Arthropods have a segmented body (metamerized body), articulated appendages (paws, antennas and palps, etc.) and body covered with exoskeleton formed by a resistant and impermeable substance called chitin. Chitin is a polysaccharide nitrogenous polymer impregnated with wax layers.
In some, the exoskeleton is reinforced by the deposition of calcium carbonate (limestone). The skeleton covers the whole body, except the joints, forming, in the body segments, true plates.
Growing up, arthropods must abandon the old, small skeleton and make a larger one. This phenomenon is called mute or ecdise and occurs several times until growth ceases in adulthood. The carapaces left during the seedlings are the exuberant (from Latin exuviae, "dropped dresses").
Arthropods, however, have not only articulated paws, but all their ends and ends, such as antennas and mouthpieces. Your lower limbs are formed by parts that articulate, that is, that move relative to each other: your feet articulate with your legs, which also articulate with your thighs, which also articulate with the hip bones. .

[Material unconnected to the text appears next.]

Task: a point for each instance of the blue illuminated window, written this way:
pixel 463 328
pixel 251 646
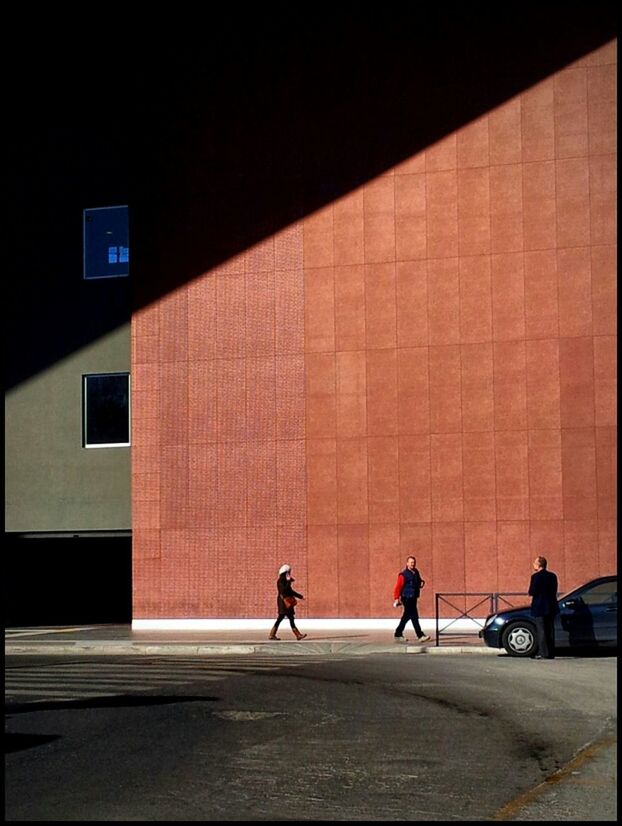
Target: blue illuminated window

Arthropods are usually classified by taking into account body divisions, the number of paws and the existence or otherwise of antennae and other appendages (pedipalps and chelicerae, for example). Taking these elements and the evolutionary approach into account, the representatives of the phylum Arthropoda would be grouped into five subphyls, one of which is now extinct, and some major classes, as we shall see below.